Infectious prion diseases, like BSE, are transmitted when someone is exposed to brain or nervous system tissue, typically by ingesting animal products that contain the misfolded prion. The prion is not destroyed by heat, so typical food processing doesn’t destroy it. Canada is considered a country at negligible risk for BSE, so it’s not a major concern here.2 Some cultures which practiced ritualistic cannibalism have also shown transmission of prion diseases – this is known as kuru and is virtually extinct.3
FFI and other genetic prion diseases, such as Creutzfeldt-Jakob disease, are not caused by ingestion of a misfolded prion protein but rather by the mutation of the PRNP gene. FFI is linked to a single change in the PRNP gene, D178N.4 This indicates that the aspartic acid (D) in the protein at position 178 is replaced with an asparagine (N). These amino acids are building blocks of protein and some changes will affect the way the protein folds. This D178N mutation causes misfolding of the prion protein and results in degeneration of the brain. FFI is considered a ’dominant’ disorder because only one copy of the mutated gene is necessary to cause disease. This means there is typically a family history of FFI – if not, the mutation may have arisen spontaneously (called de novo). There is no cure for FFI to date and treatment focuses on managing symptoms.
A recent (2024) study from MIT developed a method called CHARM (Coupled Histone tail for Autoinhibition Release of Methyltransferase) which shows great promise for treating genetic prion diseases.5 This method uses DNA methylation to silence, or ‘turn off’ PrP expression. While research shows that about 50% reduction in PrP is necessary for a therapeutic effect,6 this study achieved 80% reduction in PrP. This study was performed in mice, so there is a lot of follow-up work to be done before it can benefit humans with prion diseases.
For more on the human experience of prion diseases, I encourage you to read Mercies in Disguise: A Story of Hope, a Family’s Genetic Destiny, and the Science that Rescued Them (2017).
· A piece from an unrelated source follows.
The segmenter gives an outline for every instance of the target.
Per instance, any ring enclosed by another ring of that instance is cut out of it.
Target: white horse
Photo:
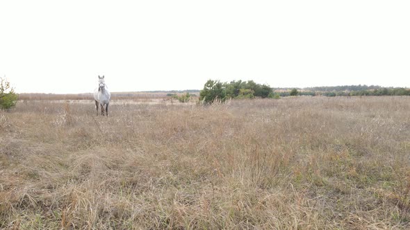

This is a powerful nonfiction account of the Baxley family uncovering the Gerstmann-Straussler-Scheinker prion disease affecting their family tree, written by New York Times science reporter, Gina Kolata.
** SPOILER ALERT ** It turns out that Dr. Watson’s patient doesn’t have FFI, and her diagnosis will be our next blog post!
1. Prusiner SB. Novel Proteinaceous Infectious Particles Cause Scrapie. Science. 1982;216(4542):136–144.
2. Canadian Food Inspection Agency. Minister Bibeau welcomes recognition that Canada is negligible risk for BSE. 2021; press release accessed February 4, 2025.
3. Liberski PP, Sikorska B, Lindenbaum S, et al. Kuru: Genes, Cannibals and Neuropathology. J. Neuropathol. Exp. Neurol. 2012;71(2):92–103.
4. Cortelli, Gambetti, Montagna, Lugaresi. Fatal familial insomnia: clinical features and molecular genetics. J. Sleep Res. 1999;8(S1):23–29.
5. Neumann EN, Bertozzi TM, Wu E, et al. Brainwide silencing of prion protein by AAV-mediated delivery of an engineered compact epigenetic editor. Science. 2024;384(6703):ado7082.
6. Minikel EV, Zhao HT, Le J, et al. Prion protein lowering is a disease-modifying therapy across prion disease stages, strains and endpoints. Nucleic Acids Res. 2020;48(19):10615–10631.